Geneva College of Longevity Science
- Type: Higher-education institution
- Established: 2024
- Academic affiliations: Ovidius University of Constanța
- President: Dominik Thor
- Location: Geneva, Switzerland

= Geneva College of Longevity Science =

Higher-education institution in Geneva, Switzerland

The Geneva College of Longevity Science (GCLS) is a higher-education institution based in Geneva, Switzerland, focused on postgraduate education, professional training and academic work in longevity science and longevity medicine. Established in 2024, the institution provides programmes concerning ageing biology, preventive medicine, healthy ageing and the translation of geroscience into clinical and professional practice.

GCLS offers postgraduate and continuing-education programmes in longevity science and related fields. Its activities also include research and framework development concerning physician education and clinical standards in longevity medicine, as well as academic partnerships and scientific meetings.

== History ==
GCLS was established in Geneva in 2024 with a focus on formal education in longevity science, an interdisciplinary field drawing on ageing biology, preventive medicine, public health and related disciplines. Dominik Thor has served as president of the institution. Luiza Spiru, a physician and professor whose work includes gerontology, geriatrics and longevity medicine, has been involved in its academic programmes. The institution subsequently expanded its postgraduate and professional education and developed international scientific activities. In February 2025, GCLS partnered with Dubai Science Park to hold a Longevity Science Semester Symposium in Dubai. Dubai Science Park reported that the two-day meeting brought together participants from healthcare, life sciences, academic and public-sector organizations.
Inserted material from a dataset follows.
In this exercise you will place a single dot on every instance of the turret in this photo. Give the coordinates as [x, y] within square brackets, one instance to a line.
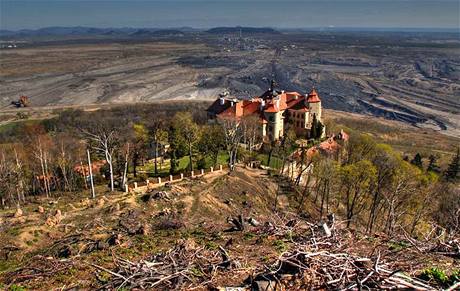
[314, 104]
In 2026, GCLS announced an academic partnership with Ovidius University of Constanța for a research doctorate in medicine with a specialization in longevity sciences. Ovidius University is identified as the degree-awarding institution, while GCLS serves as the international academic partner.
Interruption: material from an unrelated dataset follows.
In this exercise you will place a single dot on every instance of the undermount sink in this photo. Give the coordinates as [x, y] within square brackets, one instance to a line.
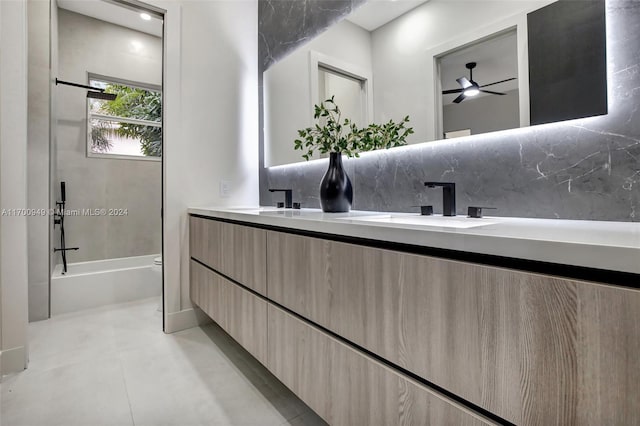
[461, 222]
GCLS provides postgraduate and professional education in longevity science and longevity medicine. Its portfolio includes a master's-level programme in longevity science, continuing medical education and professional training for physicians, and postgraduate study in peptide therapeutics. The curricula address subjects such as the biology of ageing, biomarkers, preventive medicine, healthspan, clinical assessment and the translation of ageing research into healthcare.

The doctoral partnership with Ovidius University of Constanța began with a 2026 intake. The programme is described as a research doctorate in medicine with a specialization in longevity sciences and is not a physician qualification. Ovidius University is the degree-awarding institution. Dominik Thor serves as president of GCLS and professor of pharmacy. Luiza Spiru has held academic responsibilities within the institution, including involvement in longevity-medicine education and the Ovidius University doctoral collaboration.
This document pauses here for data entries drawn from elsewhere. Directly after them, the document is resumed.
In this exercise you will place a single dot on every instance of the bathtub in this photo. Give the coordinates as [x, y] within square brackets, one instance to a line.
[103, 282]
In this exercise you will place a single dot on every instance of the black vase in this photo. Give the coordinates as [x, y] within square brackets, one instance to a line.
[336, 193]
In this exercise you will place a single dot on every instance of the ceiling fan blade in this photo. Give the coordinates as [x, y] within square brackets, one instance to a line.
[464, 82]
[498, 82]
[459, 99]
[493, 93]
== Research and Clinical Frameworks ==
GCLS faculty and researchers have contributed to publications addressing the development of longevity medicine as a structured field of clinical practice and medical education. A 2025 Biogerontology perspective, authored by Dominik Thor, David Barzilai, Yu-Xuan Lyu and Luiza Spiru, proposed a framework for incorporating longevity-related competencies into continuing medical education and medical curricula. The authors listed GCLS affiliations.

Researchers affiliated with GCLS also contributed to the peer-reviewed review article "Toward responsible longevity medicine: Swiss framework for healthy longevity medicine clinics." Published in Longevity, the paper proposed a voluntary framework addressing clinical governance, evidence appraisal, patient safety, data governance and the responsible translation of longevity interventions into clinical practice.